Competitors is nothing new for IIPR. It has been competing with operators within the non-public area its total profession. NewLake being another funding possibility might drive some funding {dollars} away for a brief interval, however actually the businesses provide two various things. IIPR provides reliability, a powerful monitor document, and a longtime portfolio for buyers. NewLake provides progress potential, however with a number of dangers and unknowns by into the combination — a far cry from the soundness IIPR provides.
Progress alternatives within the cannabis industry might not be as massive as they had been 5 years in the past however are positively nonetheless there. Till marijuana is permitted on a federal stage, one thing that is not anticipated anytime quickly, there shall be demand for the companies supplied by each NewLake and IIPR.
NewLake’s IPO, share costs have fallen 20% yr to this point. A part of that is poor timing, given the volatility available in the market proper now. In the meantime, IIPR share prices are down 29% year to date.

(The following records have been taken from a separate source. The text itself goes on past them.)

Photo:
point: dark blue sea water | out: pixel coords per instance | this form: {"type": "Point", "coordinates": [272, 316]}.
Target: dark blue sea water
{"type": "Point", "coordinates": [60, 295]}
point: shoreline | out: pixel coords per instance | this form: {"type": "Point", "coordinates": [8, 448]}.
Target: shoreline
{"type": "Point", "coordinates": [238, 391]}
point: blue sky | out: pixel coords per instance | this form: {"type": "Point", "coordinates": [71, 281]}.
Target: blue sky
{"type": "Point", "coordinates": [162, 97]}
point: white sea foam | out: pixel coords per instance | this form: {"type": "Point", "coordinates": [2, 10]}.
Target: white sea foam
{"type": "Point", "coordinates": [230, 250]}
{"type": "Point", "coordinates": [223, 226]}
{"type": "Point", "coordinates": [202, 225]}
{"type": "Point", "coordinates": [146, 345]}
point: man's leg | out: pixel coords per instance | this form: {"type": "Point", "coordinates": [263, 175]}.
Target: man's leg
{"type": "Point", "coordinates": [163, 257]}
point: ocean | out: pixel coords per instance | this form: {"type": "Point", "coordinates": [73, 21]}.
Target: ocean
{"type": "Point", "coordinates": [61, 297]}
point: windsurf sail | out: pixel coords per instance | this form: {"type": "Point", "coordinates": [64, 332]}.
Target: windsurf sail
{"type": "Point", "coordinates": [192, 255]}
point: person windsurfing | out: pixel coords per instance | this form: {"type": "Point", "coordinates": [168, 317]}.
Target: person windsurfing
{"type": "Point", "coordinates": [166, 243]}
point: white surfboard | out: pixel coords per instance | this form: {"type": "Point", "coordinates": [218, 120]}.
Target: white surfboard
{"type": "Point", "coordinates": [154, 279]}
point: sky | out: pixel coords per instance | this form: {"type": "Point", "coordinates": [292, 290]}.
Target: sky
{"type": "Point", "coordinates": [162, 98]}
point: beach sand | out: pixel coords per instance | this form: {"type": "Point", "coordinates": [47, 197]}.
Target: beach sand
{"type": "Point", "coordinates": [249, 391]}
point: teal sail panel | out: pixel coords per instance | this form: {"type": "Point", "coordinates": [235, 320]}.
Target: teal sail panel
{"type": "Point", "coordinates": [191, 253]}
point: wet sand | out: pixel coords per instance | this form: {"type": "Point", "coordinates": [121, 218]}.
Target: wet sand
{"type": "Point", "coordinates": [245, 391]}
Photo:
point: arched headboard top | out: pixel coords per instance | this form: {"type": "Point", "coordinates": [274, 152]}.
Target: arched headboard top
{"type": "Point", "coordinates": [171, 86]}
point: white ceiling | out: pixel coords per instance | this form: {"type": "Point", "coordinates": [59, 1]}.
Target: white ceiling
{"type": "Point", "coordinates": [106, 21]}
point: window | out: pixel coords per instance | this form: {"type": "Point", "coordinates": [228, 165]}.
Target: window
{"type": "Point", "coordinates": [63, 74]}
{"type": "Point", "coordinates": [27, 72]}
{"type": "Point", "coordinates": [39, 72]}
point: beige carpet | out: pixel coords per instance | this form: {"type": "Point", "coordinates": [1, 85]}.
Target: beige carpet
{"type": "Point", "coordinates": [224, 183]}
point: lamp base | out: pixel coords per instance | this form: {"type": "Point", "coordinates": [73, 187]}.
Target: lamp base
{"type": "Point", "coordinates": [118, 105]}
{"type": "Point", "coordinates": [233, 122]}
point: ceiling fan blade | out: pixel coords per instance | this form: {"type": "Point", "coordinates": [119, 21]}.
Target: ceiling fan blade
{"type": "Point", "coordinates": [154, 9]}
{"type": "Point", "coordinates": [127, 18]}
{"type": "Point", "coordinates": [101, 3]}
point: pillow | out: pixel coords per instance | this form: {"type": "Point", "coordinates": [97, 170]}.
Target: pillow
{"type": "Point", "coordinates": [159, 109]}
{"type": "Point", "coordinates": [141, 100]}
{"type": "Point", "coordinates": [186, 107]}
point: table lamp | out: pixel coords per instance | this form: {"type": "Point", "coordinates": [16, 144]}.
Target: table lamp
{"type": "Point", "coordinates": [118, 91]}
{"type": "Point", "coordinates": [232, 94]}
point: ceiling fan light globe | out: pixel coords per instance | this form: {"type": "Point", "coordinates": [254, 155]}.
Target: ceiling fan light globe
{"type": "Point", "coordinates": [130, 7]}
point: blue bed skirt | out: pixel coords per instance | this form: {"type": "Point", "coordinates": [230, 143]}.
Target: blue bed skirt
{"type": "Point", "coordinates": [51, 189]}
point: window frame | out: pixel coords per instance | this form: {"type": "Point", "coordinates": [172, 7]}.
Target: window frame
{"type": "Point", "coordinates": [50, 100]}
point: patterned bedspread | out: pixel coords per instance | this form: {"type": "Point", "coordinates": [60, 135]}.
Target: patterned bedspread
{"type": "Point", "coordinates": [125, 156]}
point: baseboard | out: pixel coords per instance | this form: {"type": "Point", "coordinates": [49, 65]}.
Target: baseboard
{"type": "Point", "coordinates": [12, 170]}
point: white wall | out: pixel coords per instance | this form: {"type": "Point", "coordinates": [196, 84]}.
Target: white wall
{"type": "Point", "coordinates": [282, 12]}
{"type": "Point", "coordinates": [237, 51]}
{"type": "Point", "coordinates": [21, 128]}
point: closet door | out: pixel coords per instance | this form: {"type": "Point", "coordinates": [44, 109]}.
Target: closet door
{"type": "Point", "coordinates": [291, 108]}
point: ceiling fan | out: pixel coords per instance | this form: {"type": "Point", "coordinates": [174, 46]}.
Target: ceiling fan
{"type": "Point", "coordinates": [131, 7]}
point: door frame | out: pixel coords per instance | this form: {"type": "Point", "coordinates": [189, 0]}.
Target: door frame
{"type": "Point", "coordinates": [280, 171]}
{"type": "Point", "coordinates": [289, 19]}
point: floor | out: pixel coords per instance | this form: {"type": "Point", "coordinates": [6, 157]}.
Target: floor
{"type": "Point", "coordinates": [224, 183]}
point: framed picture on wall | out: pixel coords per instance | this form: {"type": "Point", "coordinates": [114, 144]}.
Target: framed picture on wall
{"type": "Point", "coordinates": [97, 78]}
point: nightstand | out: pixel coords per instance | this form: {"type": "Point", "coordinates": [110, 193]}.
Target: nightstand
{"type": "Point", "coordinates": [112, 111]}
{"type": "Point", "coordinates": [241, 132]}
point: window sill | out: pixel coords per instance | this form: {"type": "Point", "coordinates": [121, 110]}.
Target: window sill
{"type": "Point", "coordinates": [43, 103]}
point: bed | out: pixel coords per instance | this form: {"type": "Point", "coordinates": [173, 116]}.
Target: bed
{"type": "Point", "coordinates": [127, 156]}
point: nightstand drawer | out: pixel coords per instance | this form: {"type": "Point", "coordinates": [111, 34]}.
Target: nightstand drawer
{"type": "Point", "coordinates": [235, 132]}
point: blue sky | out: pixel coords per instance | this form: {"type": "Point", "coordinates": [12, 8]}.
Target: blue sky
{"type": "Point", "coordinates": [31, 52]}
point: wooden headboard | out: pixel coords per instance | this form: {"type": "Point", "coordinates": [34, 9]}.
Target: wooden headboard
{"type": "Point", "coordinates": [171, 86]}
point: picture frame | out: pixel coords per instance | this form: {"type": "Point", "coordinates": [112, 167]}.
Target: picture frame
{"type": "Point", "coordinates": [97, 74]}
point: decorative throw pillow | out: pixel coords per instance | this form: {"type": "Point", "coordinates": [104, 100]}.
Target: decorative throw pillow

Which means each are buying and selling at a notable low cost. For extra risk-tolerant buyers, at present’s deflated share worth may very well be an excellent time to purchase, however I personally shall be ready to see how NewLake’s efficiency progresses within the coming few quarters earlier than investing.
This text represents the opinion of the author, who might disagree with the “official” suggestion place of a Motley Idiot premium advisory service. We’re motley! Questioning an investing thesis – even certainly one of our personal – helps us all assume critically about investing and make selections that assist us grow to be smarter, happier, and richer.